La Virgen de Guadalupe
En el siglo XX, en tiempos de Pio X los obispos mexicanos y un gran número de obispos latinoamericanos, incluso de fuera del continente americano, habían pedido al Papa la proclamación de la Virgen de Guadalupe como patrona de toda la América Latina y la extensión litúrgica de su fiesta a todo el continente. A Pio XI unos 500 obispos de todo el continente americano y de otras partes del mundo le dirigieron una carta postulatoria pidiendo la extensión de la fiesta y del patronazgo de Nuestra Señora de Guadalupe a todo el continente, lo que ya habían obtenido los obispos de Filipinas.
En 1974, al celebrarse el V Centenario de la hipotética fecha del nacimiento de Juan Diego, algunos en México propusieron ya su canonización con el objetivo de proponerlo como modelo de seglar cristiano; por fin, el 15 de junio de 1981, la Conferencia Episcopal Mexicana envió un escrito a Juan Pablo II para pedir la canonización del Siervo de Dios Juan Diego.
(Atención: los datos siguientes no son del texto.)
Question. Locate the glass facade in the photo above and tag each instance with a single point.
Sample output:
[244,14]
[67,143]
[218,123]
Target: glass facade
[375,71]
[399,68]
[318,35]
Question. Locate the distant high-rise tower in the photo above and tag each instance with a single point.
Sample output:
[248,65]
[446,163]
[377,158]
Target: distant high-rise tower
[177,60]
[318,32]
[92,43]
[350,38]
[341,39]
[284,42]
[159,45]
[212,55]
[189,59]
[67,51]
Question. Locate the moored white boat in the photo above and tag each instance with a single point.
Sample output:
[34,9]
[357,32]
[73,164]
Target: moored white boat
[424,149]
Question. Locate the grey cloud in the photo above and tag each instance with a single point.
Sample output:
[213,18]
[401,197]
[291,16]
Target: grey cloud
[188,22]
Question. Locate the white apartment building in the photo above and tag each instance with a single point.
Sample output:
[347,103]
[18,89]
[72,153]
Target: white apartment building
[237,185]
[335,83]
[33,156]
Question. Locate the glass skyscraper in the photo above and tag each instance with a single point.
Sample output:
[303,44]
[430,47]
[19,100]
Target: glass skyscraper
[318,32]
La puerta a la canonización
Pues bien, se llegó a la beatificación como ratificación de la veneración que había acompañado el recuerdo de Juan Diego, y este hecho ayudó a aumentar todavía más la devoción entre la gente, que lo invocaba en sus necesidades. Como consecuencia, pocos meses después en la ciudad de México se presentó un caso de curación extraordinaria de un joven adicto a las drogas quien se lanzó a la calle desde un segundo piso de un edificio, teniendo fracturas que los médicos comprobaron eran mortales. La madre del joven le pidió a Dios por intercesión de Juan Diego la curación de su hijo y en dos días quedó totalmente curado y sin rastro de las fracturas. Este caso, que los médicos afirmaban ser inexplicable científicamente, podía abrir la puerta la canonización del beato.
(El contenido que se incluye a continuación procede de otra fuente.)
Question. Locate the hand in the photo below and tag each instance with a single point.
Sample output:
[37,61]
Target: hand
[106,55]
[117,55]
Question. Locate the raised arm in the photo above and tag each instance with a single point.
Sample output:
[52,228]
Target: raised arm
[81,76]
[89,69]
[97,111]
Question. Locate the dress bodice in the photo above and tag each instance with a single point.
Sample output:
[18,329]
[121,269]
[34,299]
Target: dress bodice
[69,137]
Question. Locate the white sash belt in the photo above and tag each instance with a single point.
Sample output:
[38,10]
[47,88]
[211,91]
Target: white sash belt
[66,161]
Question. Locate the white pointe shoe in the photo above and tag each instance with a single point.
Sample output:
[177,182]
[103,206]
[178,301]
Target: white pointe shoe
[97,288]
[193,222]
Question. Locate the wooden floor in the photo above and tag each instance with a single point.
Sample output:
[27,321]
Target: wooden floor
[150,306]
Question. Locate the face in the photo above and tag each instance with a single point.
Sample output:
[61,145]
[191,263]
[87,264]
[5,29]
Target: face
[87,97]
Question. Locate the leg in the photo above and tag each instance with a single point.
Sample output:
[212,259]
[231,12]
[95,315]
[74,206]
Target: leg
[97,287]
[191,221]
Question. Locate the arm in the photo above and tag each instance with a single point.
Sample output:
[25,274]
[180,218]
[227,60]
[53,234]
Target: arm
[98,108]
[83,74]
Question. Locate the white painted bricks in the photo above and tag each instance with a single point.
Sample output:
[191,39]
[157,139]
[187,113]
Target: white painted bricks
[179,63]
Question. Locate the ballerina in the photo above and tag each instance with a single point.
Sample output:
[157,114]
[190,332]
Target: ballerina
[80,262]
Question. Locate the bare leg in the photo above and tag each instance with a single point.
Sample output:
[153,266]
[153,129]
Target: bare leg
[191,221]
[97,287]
Fue entonces cuando se armó el lío. Precisamente cuando se comenzaba el estudio del presunto milagro, surgieron algunas voces cuestionando la historicidad de las apariciones y de Juan Diego mismo. Destacaron, por su impacto mediático, las declaraciones del propio abad de la basílica guadalupana, Mons. Guillermo Schulenburg, que el 24 de mayo de 1996 afirmó que Juan Diego era más un símbolo religioso que un personaje. Según esto, su canonización sería un disparate, pues su existencia no está comprobada y la Iglesia haría el ridículo, y ya lo habría hecho, pues Juan Pablo II habría beatificado en 1990 a una especie de fantasma creado por la creatividad religiosa mexicana. Las afirmaciones realizadas en varias ocasiones por Schulenburg, no eran nuevas, habían sido pronunciadas antes por otros personajes, pero ahora él añadía que los últimos estudios arqueológicos parecían confirmar su tesis.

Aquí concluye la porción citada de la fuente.